Greater Manchester Pension Fund has committed over £1.3 billion (€1.5 billion; $1.58 billion) to local impact investment strategies, according to a new report produced in collaboration with The Good Economy.
The report marks the first time that a UK pension fund has “reviewed and reported on the impact performance of its local investment”, according to a statement, and contains details of GMPF’s local impact investments to date. Some key points to note:
- GMPF has committed 4.5 percent of its £30 billion total allocation to local impact, which amounts to £1.36 billion. A total of £858.7 million had been drawn down and invested. This is split across the Impact Portfolio (51 percent), a multi-asset-class strategy focused on job creation and “place-making”, and The Greater Manchester Property Venture Fund (49 percent), a property-focused strategy that seeks to create sustainable employment and advance local development.
- Two-thirds of these investments (67 percent) are focused on Greater Manchester and the North West, with the rest invested across the UK.
- The internal rate of return performance of Impact Portfolio funds exited to date is 8.5 percent and 6.5 percent for GMPVF investments. GMPF has set a benchmark of four percent.
The Good Economy also provided recommendations on how GMPF can maximise the potential of its impact offering.
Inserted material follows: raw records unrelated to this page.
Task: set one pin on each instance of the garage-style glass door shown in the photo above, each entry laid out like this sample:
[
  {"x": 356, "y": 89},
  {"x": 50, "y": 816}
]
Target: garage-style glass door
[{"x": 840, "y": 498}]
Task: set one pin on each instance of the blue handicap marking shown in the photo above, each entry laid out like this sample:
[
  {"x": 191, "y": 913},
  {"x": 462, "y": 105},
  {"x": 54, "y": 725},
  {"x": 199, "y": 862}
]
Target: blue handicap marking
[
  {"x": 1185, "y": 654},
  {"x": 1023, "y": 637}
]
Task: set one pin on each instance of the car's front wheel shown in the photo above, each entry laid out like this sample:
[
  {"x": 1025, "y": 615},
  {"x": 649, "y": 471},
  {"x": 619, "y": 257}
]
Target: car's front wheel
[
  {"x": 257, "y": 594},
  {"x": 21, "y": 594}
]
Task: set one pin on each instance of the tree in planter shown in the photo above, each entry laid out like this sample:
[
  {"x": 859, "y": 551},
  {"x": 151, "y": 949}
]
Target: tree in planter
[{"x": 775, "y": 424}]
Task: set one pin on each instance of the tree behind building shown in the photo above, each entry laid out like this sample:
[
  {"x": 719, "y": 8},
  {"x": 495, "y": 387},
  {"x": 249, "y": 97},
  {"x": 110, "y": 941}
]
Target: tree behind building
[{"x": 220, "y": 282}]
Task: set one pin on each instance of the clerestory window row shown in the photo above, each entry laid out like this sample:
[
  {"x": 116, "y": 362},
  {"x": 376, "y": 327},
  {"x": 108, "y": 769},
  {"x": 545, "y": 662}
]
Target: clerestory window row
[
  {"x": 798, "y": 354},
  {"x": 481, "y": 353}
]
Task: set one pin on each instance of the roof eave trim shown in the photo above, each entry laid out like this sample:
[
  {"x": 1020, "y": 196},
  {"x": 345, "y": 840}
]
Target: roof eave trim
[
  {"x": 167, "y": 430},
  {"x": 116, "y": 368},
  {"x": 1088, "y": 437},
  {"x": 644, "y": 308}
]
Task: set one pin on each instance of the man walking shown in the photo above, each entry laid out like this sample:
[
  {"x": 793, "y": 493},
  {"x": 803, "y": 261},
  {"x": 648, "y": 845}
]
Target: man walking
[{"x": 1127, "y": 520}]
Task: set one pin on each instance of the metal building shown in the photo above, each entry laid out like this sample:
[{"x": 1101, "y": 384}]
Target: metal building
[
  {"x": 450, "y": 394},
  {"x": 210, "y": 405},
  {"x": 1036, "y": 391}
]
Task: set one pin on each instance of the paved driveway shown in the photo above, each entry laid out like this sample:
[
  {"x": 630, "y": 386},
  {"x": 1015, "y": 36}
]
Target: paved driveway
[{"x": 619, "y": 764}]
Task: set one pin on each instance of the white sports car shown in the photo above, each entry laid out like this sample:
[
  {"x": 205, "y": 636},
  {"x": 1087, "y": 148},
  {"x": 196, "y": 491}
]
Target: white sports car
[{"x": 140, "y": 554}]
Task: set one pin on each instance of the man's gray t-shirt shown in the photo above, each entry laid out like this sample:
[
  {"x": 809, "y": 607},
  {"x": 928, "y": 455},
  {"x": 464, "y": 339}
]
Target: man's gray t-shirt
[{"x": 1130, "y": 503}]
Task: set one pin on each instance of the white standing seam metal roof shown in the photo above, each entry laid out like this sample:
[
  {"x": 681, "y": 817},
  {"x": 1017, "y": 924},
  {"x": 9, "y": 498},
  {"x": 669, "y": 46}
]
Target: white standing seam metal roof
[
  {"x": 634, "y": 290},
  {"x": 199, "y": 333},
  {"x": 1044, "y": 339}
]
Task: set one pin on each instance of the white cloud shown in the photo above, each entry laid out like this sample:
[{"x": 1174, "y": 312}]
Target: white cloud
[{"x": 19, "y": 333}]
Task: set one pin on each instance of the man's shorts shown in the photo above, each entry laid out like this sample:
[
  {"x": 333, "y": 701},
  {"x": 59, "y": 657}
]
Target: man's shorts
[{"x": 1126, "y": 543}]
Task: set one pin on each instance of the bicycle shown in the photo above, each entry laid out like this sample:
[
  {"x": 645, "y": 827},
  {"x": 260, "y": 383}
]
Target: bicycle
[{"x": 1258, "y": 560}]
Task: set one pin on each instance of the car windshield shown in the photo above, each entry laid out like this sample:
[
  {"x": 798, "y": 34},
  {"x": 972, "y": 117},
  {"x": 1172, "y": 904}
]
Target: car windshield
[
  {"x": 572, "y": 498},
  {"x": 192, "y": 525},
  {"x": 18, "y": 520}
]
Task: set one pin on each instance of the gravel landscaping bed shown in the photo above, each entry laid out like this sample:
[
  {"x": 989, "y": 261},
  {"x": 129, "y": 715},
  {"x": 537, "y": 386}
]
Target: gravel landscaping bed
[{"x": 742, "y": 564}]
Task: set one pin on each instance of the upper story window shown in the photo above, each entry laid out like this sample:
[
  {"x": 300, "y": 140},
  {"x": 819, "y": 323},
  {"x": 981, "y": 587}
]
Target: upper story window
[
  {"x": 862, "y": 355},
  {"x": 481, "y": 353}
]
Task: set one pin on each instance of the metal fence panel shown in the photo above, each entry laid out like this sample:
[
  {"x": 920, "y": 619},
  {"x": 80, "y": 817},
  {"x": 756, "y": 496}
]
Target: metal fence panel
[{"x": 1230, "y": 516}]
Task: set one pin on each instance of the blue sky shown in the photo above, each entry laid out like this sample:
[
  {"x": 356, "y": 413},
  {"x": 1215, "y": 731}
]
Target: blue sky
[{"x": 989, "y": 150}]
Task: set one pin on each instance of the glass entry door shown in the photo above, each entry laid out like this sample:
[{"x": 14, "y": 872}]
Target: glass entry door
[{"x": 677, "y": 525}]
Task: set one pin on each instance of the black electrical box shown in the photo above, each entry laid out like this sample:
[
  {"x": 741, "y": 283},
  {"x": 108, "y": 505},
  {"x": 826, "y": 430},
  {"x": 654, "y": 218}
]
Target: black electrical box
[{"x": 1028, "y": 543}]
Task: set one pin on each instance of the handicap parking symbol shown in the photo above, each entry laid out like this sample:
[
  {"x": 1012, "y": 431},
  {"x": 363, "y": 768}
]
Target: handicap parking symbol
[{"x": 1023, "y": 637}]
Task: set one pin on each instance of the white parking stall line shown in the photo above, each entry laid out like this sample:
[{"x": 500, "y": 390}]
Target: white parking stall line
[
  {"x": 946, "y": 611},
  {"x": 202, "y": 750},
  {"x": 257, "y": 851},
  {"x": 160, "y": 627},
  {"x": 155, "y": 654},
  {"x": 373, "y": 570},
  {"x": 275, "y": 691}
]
These were:
- Increase its allocation to social and affordable housing.
- Focus more on skill development and job opportunities for young people, particularly in Greater Manchester’s priority sectors such as manufacturing.
- Alter its approach to renewable energy and social infrastructure investment by collaborating with other investors to directly address the region’s issues.
- Encourage GPs to develop place-based impact approaches.